CPIH and Equinor to develop offshore wind in China and Europe

25 September 2019 (Last Updated September 25th, 2019 14:28)

Norway-based energy company Equinor has signed a memorandum of understanding (MoU) with China Power International Holding (CPIH) to cooperate on the development of offshore wind farms in China and Europe.

CPIH and Equinor to develop offshore wind in China and Europe
Equinor and CPIH signed MoU to collaborate on the development of offshore wind farms in China and Europe. Credit: Equinor ASA.

Norway-based energy company Equinor has signed a memorandum of understanding (MoU) with China Power International Holding (CPIH) to cooperate on the development of offshore windfarms in China and Europe.

The MoU is expected to strengthen and expand the collaboration between the two companies. It was signed by CPIH president Jun Tian and Equinor New Energy Solutions executive vice-president Pål Eitrheim at an event in Beijing, China.

Eitrheim said: “China is rapidly increasing its use of renewables and natural gas. The country is set to become the world’s biggest offshore wind market by 2030. As an offshore wind major, Equinor is excited to collaborate with CPIH to develop offshore wind.”

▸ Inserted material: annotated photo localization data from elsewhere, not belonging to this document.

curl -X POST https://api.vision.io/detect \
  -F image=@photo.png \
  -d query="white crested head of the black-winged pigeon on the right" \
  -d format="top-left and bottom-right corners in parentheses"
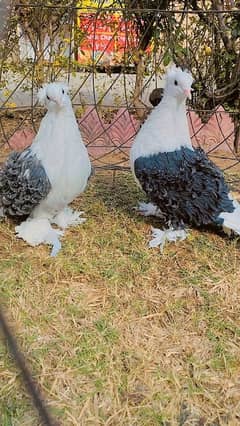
top-left (164, 65), bottom-right (193, 101)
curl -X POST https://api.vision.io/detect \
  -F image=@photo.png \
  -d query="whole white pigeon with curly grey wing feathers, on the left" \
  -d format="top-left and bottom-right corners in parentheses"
top-left (0, 83), bottom-right (91, 256)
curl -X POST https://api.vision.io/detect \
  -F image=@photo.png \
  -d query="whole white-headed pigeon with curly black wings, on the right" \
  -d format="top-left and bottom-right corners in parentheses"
top-left (130, 65), bottom-right (240, 249)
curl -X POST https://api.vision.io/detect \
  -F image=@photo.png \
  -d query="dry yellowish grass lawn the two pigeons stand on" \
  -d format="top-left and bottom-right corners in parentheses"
top-left (0, 173), bottom-right (240, 426)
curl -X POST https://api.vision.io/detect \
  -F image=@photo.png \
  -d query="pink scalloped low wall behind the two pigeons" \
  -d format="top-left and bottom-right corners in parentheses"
top-left (8, 106), bottom-right (238, 163)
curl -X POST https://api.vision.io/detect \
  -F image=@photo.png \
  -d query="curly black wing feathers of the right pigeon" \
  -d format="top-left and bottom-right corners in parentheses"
top-left (134, 148), bottom-right (234, 226)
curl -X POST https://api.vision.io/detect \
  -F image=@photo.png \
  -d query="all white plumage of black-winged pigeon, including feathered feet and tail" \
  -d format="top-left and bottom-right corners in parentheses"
top-left (130, 65), bottom-right (240, 248)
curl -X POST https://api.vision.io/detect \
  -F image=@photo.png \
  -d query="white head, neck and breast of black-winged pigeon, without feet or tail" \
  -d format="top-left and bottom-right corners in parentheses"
top-left (130, 66), bottom-right (193, 172)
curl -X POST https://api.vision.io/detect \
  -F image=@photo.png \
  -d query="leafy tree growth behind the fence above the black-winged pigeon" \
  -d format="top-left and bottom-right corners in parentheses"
top-left (116, 0), bottom-right (240, 145)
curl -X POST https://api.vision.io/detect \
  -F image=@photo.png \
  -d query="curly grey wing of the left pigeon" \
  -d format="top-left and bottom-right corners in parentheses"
top-left (0, 148), bottom-right (51, 218)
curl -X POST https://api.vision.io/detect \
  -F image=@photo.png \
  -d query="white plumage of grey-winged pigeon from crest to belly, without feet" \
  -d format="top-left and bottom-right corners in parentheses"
top-left (31, 83), bottom-right (91, 218)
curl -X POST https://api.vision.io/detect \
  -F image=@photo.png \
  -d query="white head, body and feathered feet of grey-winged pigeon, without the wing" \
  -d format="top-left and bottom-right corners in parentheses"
top-left (16, 83), bottom-right (91, 255)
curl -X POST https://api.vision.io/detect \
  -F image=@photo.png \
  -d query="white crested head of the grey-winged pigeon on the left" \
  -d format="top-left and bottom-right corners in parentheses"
top-left (38, 83), bottom-right (71, 111)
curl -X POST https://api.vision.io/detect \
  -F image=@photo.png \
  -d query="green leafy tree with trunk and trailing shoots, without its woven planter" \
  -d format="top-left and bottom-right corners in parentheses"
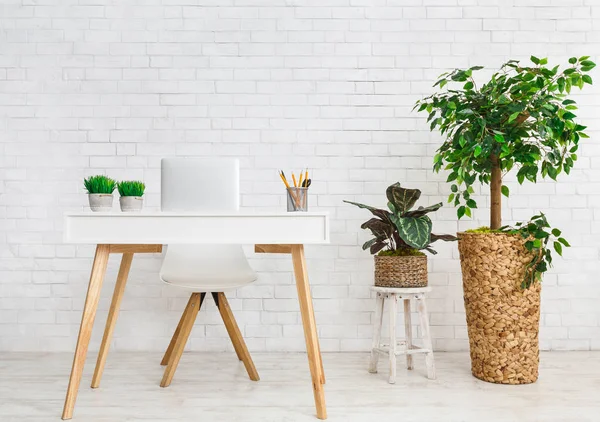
top-left (415, 56), bottom-right (596, 286)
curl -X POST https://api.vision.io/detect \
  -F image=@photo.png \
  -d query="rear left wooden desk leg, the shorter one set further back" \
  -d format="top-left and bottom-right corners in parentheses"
top-left (92, 253), bottom-right (133, 388)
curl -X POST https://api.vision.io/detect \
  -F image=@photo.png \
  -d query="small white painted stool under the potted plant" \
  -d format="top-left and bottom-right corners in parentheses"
top-left (369, 286), bottom-right (435, 384)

CPIH is a subsidiary of the state-owned enterprise State Power Investment Corporation (SPIC), and is engaged in the development and operational activities of power projects within traditional and renewable energy.

Tian said: “CPIH, as a leading power generator in China, has been striving to develop its international strategy to become a pioneer of reliable energy provider worldwide.

“We strongly believe the collaboration between CPIH and Equinor in China and Europe will bring vast experience, knowledge and expertise to the industry. We look forward to deepen this partnership and develop a sustainable energy business together with our partner in both domestic and overseas markets.”

This is not the first MoU that Equinor has signed in Asia this year. In February 2019 it agreed with the Korea National Oil Corporation (KNOC) to jointly explore the opportunities for developing commerical floating offshore windpower in South Korea.

The country is currently pursuing a transition in the energy mix from nuclear and coal to renewable energy. The proportion of renewable energy is set to increase to 20% of South Korea’s total power generation by 2030. The country is expected to have 49GW of new renewable generation capacity by 2030.